Satoru narrows his eyes over his sunglasses. “I haven’t said anything yet.”
Shoko doesn’t look up from her phone, expression unmoving. “I know you’re going to that boujee cafe again.”
Satoru huffs as he stands. He kicks up some dirt towards Shoko, who sidesteps with irritating ease.
“You’re impossible,” he says, but starts towards the campus cafe anyway. He could feel the smugness rolling off her behind him as he walks.
“Throw in a bagel if they have some!” she hollers.
“Yeah, yeah.”
The cafe wasn’t exactly boujee; it’s only because the rest of campus was so horribly drab. The cafe at least had a consistent style—it was rustic yet modern, with woods and potted greens every corner. It’s a biophilic hipster’s wet dream.
There’s a fair crowd in the cafe, tables crammed with students and a small line at the counter. Not a surprise given the hour; it’s right after the common lecture slot.

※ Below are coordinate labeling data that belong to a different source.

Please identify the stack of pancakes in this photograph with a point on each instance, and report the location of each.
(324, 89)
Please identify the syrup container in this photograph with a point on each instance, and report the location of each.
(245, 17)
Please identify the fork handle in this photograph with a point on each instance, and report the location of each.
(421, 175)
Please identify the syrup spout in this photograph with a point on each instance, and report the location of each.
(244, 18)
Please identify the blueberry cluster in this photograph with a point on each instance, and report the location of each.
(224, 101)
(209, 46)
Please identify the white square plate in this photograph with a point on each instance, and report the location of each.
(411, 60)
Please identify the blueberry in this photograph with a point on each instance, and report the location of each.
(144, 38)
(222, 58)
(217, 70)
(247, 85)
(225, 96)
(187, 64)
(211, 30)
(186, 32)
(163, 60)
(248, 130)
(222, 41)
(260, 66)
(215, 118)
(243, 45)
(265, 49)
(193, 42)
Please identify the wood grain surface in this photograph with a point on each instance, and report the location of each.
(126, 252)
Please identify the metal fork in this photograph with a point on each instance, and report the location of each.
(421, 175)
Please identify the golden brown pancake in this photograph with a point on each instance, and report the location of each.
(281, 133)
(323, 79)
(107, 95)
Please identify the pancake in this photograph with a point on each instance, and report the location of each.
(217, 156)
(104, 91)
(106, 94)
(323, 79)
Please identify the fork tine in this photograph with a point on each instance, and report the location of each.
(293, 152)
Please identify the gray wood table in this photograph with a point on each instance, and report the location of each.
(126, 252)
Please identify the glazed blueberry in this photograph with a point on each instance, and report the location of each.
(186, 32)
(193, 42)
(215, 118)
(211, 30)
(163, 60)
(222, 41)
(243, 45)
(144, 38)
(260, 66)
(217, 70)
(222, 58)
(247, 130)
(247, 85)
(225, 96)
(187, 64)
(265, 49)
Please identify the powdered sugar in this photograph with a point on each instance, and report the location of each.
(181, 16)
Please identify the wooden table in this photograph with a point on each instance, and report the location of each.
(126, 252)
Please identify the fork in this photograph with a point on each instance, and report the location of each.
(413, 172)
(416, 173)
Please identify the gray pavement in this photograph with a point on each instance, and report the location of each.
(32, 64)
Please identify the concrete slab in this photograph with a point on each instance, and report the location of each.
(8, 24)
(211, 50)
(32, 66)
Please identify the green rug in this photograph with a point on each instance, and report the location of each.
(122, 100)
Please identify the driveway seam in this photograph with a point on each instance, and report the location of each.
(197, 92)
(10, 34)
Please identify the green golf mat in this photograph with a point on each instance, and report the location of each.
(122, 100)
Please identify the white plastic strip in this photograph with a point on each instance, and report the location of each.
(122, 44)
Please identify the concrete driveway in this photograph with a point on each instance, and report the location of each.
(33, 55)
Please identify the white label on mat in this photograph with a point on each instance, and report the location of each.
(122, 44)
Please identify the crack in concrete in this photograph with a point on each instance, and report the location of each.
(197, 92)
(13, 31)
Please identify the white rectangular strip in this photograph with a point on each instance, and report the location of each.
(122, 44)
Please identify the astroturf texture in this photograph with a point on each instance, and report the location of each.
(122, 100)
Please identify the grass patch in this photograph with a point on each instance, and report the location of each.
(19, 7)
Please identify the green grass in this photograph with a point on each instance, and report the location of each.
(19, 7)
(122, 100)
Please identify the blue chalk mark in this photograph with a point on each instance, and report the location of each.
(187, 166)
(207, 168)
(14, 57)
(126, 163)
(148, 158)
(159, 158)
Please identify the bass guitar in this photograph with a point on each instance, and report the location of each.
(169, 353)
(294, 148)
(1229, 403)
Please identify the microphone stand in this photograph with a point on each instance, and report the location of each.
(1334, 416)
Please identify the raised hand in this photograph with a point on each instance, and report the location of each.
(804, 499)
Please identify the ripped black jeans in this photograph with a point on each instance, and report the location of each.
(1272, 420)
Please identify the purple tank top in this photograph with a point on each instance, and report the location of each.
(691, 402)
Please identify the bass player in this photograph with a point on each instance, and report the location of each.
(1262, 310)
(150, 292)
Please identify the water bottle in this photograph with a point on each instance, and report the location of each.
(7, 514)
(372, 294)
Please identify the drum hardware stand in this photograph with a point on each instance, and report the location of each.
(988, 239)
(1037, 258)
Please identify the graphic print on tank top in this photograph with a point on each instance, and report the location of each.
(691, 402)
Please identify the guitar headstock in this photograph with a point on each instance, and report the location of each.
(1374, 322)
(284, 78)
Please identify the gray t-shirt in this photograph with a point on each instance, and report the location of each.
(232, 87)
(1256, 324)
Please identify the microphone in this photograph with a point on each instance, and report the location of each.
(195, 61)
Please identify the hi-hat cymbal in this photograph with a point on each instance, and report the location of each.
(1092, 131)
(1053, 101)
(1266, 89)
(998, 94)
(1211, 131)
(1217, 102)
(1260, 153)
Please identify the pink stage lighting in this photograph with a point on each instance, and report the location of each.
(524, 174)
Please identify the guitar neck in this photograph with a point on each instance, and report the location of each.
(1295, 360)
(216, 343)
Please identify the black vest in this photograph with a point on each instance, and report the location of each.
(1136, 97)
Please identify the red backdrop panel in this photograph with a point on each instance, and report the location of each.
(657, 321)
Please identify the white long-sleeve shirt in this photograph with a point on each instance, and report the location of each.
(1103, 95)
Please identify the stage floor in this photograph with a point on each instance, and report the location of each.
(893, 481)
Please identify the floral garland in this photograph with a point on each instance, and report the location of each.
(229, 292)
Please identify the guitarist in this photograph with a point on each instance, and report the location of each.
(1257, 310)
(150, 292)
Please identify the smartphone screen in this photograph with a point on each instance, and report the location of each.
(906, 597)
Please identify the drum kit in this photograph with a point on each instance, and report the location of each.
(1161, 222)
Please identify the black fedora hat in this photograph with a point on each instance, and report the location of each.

Satoru joins the queue and begins swiping his phone. He manages to send three memes to Shoko before it’s his turn. He shoves his phone into his pocket and prepares to rattle off his order when he locks gaze with the barista.
The words shrivel on his tongue instantly.
“Suguru.”
The man turns to look at him, face twisting with effort. For the first time, Satoru notices that the bags under his eyes were less pronounced. Funny, how the weight of imminent death was a relief. Ten years ago, Satoru couldn’t even begin to fathom the workings of the brain of the man before him. He thought he knew, then realised how little he really did.
Now, watching the tired slope of his mouth and fading crease beneath his eyes, he thinks he gets it, a little.
“ ———”
A look of shock flits across the man’s face, and it’s innocent, almost. He gapes at Satoru like he’d just dropped a bomb on him. Satoru couldn’t understand why.
Then all at once, the man began to laugh, eyes alight with mirth and something else that made Satoru’s gut twist horribly.
“At least curse at me a little at the very end.”
The barista is staring at him with a look that Satoru thinks might mirror his own—eyes wide and lips parted in an aborted statement. The hand poised over the register has stilled and the spoon he was holding in his other hand clatters uselessly onto the countertop. He looks every bit as shocked as Satoru feels.
“Geto!”
The barista blinks back to his senses. His eyes flit over Satoru frenziedly, like he was afraid Satoru might run away, before he glances back over his shoulder.
“What?”
“Get back here for a second!” A voice calls back from somewhere beyond the curtains behind the counter.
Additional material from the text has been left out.